What the PATH looked like in the 1970s
If you wanted to track the profound development that Toronto has experienced since the population boom of the 1970s, you'd probably examine the transformation of the skyline over the last 40 years or check out aerial photos of the city. There is, however, a subterranean way to do this as well: just take a look at the explosion of the PATH.
Before it took the name we currently use, the PATH was known as the Underground City. It doesn't have an official opening date, but its origin point can be traced to the skyscraper boom that began in the late 1960s. When the Financial District modernized and new towers were built, they were linked with one another and an underground network blossomed.
t wasn't until 1987 that the city of Toronto took the reins for coordinating the PATH, which probably accounts for the early reputation it garnered for being impossible to navigate. Some still think that, though wayfinding signage has greatly improved over the last decade or so.

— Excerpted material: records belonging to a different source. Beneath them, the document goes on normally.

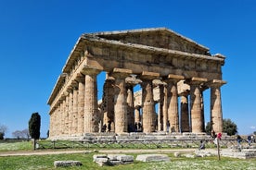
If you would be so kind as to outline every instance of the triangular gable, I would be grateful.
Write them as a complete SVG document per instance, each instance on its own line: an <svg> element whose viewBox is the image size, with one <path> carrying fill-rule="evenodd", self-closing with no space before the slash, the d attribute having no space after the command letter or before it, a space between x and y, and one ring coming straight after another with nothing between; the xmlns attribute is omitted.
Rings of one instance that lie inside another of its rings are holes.
<svg viewBox="0 0 256 170"><path fill-rule="evenodd" d="M210 55L209 48L166 28L103 31L84 35L119 41L125 43L143 44L152 47Z"/></svg>

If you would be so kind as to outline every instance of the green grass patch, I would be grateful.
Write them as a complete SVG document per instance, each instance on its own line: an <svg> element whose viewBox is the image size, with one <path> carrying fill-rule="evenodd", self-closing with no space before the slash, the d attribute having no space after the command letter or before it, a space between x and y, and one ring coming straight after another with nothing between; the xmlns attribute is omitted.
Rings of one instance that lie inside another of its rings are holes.
<svg viewBox="0 0 256 170"><path fill-rule="evenodd" d="M131 164L122 164L114 166L98 166L93 162L93 155L99 153L77 153L77 154L58 154L58 155L33 155L33 156L8 156L0 157L0 169L13 170L13 169L56 169L54 167L54 161L81 161L83 165L76 167L61 167L58 169L109 169L109 170L129 170L129 169L256 169L256 159L251 160L238 160L232 158L222 158L221 161L217 157L208 158L175 158L173 154L169 154L171 162L151 162L143 163L134 161ZM132 154L134 156L136 154Z"/></svg>
<svg viewBox="0 0 256 170"><path fill-rule="evenodd" d="M0 142L0 152L7 151L32 151L32 145L31 141L7 141Z"/></svg>

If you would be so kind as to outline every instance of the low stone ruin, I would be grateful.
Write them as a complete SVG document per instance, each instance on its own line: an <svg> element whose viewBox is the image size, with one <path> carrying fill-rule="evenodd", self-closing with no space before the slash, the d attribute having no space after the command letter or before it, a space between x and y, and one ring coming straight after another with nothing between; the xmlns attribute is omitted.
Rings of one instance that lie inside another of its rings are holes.
<svg viewBox="0 0 256 170"><path fill-rule="evenodd" d="M80 161L55 161L54 167L58 166L81 166L82 163Z"/></svg>
<svg viewBox="0 0 256 170"><path fill-rule="evenodd" d="M139 154L137 155L136 161L142 162L170 162L170 157L167 154Z"/></svg>
<svg viewBox="0 0 256 170"><path fill-rule="evenodd" d="M99 166L127 164L134 163L134 156L126 154L95 154L94 162Z"/></svg>

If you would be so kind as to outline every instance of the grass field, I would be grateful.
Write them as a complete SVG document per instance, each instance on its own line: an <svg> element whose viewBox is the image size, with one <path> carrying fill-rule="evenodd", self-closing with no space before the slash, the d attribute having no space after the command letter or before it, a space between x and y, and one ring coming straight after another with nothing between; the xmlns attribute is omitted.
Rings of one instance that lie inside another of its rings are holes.
<svg viewBox="0 0 256 170"><path fill-rule="evenodd" d="M153 170L153 169L233 169L233 170L255 170L256 160L237 160L222 158L218 161L216 157L209 158L175 158L170 154L171 162L163 163L142 163L134 162L131 164L122 164L115 166L98 166L93 162L93 155L96 153L80 154L58 154L58 155L36 155L36 156L9 156L0 157L0 169L56 169L54 161L75 160L81 161L83 165L77 167L66 167L58 169L112 169L112 170ZM136 154L133 154L135 158Z"/></svg>
<svg viewBox="0 0 256 170"><path fill-rule="evenodd" d="M84 149L83 149L84 150ZM23 142L0 142L0 152L24 152L32 151L32 144L29 141ZM28 170L28 169L56 169L54 161L74 160L81 161L83 165L78 167L63 167L58 169L112 169L112 170L164 170L164 169L232 169L232 170L256 170L256 159L239 160L222 157L218 161L217 157L204 158L176 158L173 153L168 154L171 157L169 163L142 163L134 161L131 164L115 166L98 166L93 162L93 155L98 152L90 153L73 153L73 154L51 154L51 155L32 155L32 156L6 156L0 157L0 169L2 170ZM128 153L127 153L128 154ZM129 153L130 154L130 153ZM140 153L142 154L142 153ZM134 156L137 154L130 154Z"/></svg>

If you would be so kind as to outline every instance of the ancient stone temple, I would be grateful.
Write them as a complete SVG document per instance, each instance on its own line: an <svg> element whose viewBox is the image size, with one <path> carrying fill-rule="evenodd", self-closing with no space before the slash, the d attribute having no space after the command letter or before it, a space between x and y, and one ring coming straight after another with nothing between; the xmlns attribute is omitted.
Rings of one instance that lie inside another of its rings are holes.
<svg viewBox="0 0 256 170"><path fill-rule="evenodd" d="M224 56L169 29L83 34L47 103L51 139L88 133L204 132L203 91L211 123L223 130ZM103 96L97 75L106 72ZM134 91L139 85L141 90ZM157 105L157 111L156 111Z"/></svg>

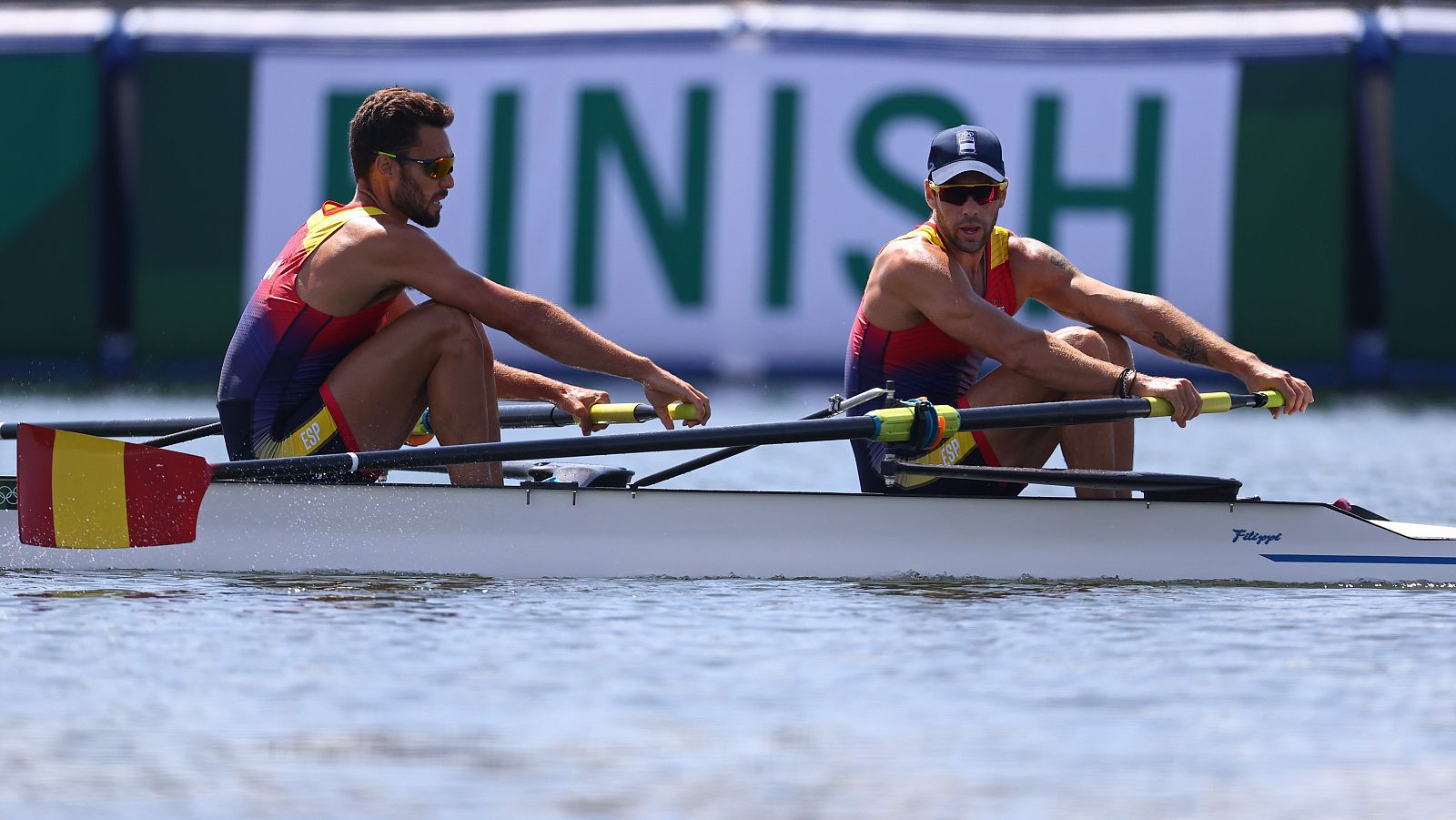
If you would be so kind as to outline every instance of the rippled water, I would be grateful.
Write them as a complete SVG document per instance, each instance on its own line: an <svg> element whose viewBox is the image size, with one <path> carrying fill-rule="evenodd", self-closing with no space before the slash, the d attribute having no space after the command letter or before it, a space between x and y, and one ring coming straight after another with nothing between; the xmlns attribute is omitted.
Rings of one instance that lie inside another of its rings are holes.
<svg viewBox="0 0 1456 820"><path fill-rule="evenodd" d="M716 418L827 392L724 389ZM205 399L0 398L127 411ZM1149 421L1140 466L1456 523L1453 421L1350 396ZM766 449L678 484L844 489L846 459ZM0 816L1449 816L1453 596L3 572Z"/></svg>

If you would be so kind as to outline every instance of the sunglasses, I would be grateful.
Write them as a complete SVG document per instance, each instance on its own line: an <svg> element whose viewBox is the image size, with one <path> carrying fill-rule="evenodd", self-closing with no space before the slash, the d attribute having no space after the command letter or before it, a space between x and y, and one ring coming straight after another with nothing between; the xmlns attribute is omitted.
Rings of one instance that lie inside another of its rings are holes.
<svg viewBox="0 0 1456 820"><path fill-rule="evenodd" d="M392 154L389 151L379 151L379 156L395 160L402 159L408 162L418 162L419 165L425 166L425 175L430 176L430 179L440 179L441 176L448 176L451 172L454 172L454 154L435 159L415 159L415 157L406 157L405 154Z"/></svg>
<svg viewBox="0 0 1456 820"><path fill-rule="evenodd" d="M936 185L932 182L930 189L946 205L964 205L967 200L984 205L1006 195L1006 182L978 182L976 185Z"/></svg>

Back in the mid to late 1970s, you just had to gain your bearings via exploration and the modest signs that highlighted the entrance points to new buildings, but even back then you could walk underground from the Eaton Centre to Union Station.
The current north and south points of the PATH are the Toronto Coach Terminal and Waterpark Place at Queens Quay, respectively. A host of interconnections have also been added, and the networks has expanded well beyond University Avenue to the southwest (though the SkyWalk isn't of course underground).
The construction of an underground city in a place with winters like Toronto was always a good idea, but it's remarkable to look back on how modest it was to begin with. There were 14 buildings linked in the system; now the directory spills over a page. While it's lifeless on weekends and late evenings, there's still a world to be explored at our feet.